Some LGBT young people dream of having the perfect mate, buying a house in the suburbs, having or adopting children, and being accepted by their straight neighbors June and Ward Cleaver. I didn’t have that dream when I was a teen. I dreamt of meeting a big, burly, mustachioed leather daddy who would make me his boy. Isn’t it great that dreams can come true? Oh and Heidi while we are on the subject, relationships in the leather community do not have to mirror vanilla straight couples. The relationship can even involve more than one person. I guess that the idea of polyamorous relationships also goes against your idea of family friendly. You might want to save the children from that idea.

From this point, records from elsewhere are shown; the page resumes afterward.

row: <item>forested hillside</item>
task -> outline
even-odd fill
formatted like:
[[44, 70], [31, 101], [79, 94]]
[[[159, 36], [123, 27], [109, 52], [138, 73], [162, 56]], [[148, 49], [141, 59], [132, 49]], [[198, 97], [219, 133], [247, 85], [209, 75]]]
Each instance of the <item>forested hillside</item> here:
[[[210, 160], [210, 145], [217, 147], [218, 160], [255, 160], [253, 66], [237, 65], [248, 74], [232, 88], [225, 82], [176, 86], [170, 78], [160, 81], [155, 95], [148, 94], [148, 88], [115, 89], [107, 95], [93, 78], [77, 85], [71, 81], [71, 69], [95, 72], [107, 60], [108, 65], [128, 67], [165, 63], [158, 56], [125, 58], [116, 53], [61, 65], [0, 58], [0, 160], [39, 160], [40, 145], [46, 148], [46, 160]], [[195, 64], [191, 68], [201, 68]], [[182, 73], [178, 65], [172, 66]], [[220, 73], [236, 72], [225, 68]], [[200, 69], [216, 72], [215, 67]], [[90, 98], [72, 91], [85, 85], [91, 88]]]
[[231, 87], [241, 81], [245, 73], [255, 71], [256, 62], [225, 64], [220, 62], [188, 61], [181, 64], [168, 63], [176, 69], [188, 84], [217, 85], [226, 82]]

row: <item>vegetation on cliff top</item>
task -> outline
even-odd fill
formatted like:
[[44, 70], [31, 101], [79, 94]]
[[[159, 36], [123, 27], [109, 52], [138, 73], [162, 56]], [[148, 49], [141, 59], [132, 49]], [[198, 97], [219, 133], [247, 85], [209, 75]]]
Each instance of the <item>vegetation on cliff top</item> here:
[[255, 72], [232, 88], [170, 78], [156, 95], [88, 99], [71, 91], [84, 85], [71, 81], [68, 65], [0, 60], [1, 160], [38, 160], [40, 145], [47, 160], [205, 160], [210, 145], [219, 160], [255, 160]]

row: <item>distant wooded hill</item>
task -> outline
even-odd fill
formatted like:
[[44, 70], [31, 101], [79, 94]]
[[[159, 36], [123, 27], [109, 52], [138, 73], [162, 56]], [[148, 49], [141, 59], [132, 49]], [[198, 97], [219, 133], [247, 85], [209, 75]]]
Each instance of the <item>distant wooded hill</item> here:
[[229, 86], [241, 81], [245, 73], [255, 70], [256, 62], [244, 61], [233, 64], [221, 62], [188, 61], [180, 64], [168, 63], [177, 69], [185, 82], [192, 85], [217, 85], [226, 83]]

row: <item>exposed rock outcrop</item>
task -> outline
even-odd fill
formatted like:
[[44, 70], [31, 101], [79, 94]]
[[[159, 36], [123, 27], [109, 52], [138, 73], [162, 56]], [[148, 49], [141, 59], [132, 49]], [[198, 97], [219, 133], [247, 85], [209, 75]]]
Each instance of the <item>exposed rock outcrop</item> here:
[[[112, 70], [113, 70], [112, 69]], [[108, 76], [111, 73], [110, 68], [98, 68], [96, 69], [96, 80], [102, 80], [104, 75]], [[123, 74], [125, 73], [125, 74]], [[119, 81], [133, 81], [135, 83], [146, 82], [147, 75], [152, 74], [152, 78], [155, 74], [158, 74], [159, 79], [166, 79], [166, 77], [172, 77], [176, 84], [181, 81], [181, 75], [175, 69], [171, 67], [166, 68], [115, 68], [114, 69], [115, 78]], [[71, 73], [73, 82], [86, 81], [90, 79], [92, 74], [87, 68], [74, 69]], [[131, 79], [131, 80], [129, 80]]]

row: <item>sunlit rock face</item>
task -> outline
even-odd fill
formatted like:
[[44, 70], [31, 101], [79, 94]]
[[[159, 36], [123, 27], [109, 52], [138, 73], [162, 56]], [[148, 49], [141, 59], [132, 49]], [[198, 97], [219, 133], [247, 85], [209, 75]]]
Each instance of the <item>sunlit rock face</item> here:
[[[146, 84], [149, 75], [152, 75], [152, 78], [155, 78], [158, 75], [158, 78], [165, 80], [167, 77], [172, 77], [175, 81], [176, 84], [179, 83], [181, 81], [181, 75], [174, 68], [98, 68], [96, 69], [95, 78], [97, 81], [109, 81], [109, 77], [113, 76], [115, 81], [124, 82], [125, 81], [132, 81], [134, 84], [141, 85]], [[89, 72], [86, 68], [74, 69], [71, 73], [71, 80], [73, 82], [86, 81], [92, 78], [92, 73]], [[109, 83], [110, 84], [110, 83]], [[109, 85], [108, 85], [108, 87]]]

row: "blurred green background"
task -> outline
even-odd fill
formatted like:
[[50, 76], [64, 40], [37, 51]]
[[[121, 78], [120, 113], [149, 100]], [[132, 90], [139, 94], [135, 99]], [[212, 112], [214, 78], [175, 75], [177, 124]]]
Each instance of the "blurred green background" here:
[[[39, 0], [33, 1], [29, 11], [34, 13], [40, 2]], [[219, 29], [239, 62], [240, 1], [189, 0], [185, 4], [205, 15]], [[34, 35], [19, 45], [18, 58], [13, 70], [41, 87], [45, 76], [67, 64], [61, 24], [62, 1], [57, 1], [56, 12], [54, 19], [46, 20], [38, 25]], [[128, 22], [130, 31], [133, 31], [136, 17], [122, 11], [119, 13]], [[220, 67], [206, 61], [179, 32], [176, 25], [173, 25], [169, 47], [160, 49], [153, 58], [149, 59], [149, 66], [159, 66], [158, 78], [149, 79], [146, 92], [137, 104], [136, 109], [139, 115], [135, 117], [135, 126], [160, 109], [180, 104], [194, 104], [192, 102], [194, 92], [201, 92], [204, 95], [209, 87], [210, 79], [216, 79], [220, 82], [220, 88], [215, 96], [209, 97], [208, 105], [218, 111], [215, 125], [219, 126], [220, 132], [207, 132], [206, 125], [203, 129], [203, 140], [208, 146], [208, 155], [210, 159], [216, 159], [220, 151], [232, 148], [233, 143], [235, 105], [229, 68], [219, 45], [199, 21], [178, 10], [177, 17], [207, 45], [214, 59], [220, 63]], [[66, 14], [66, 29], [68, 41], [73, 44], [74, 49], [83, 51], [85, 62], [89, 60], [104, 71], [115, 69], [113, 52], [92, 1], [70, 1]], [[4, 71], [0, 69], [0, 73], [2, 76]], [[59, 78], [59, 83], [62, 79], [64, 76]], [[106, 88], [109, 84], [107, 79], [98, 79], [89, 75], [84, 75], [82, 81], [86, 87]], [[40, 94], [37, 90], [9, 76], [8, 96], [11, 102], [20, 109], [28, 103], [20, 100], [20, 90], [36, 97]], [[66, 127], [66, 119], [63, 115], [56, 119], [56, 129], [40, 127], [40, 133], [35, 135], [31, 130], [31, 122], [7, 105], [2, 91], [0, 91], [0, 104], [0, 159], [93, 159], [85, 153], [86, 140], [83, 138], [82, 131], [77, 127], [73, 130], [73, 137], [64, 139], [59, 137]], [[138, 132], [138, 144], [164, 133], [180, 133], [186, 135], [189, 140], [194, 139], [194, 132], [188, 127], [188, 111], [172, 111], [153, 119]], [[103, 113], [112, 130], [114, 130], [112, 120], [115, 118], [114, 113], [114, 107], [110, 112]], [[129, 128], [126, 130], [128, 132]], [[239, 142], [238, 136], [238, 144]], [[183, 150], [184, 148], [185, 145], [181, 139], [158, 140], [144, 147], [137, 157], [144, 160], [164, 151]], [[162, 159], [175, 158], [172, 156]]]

For years folks have complained that when covering a pride parade the mainstream media will always focus on the drag queens and the leather folks. That picture in the morning newspaper will show some outrageously dressed drag queen or some large hairy man in chaps and a harness. “These folks are ruining the image of the LGBT community,”

Well guess what? These folks are a big part of the LGBT community. When it came time to raise money for AIDS research and help our brothers and sisters in need the drag queens and the leather clubs were the first ones to step up. They are still the hardest working members of the LGBT community. The drag queens and leather folks are not the fringe of the LGBT community. They are the fabric.

Take my kink out of your pride parade? It’s never going to happen. When I attended the first Pride Festival of Central Pennsylvania Unity Parade in Harrisburg, Pennsylvania, in 2006 I noticed an absence of leather folks. The following year I made sure there were lots of representatives from the area’s leather clubs and several local leather titleholders including my other half Sir Steve who just happened to be Mr. Maryland Leather 2007. My favorite memory of the festival that year was a little bright-eyed boy who asked his mother to take his picture with Mr. Maryland Leather. Many years ago I would have been that little boy.

The LGBT community is a diverse and dynamic family. We are here, we are queer, and some of us are kinky. Get used to it. I’m not hanging up my leather in your closet.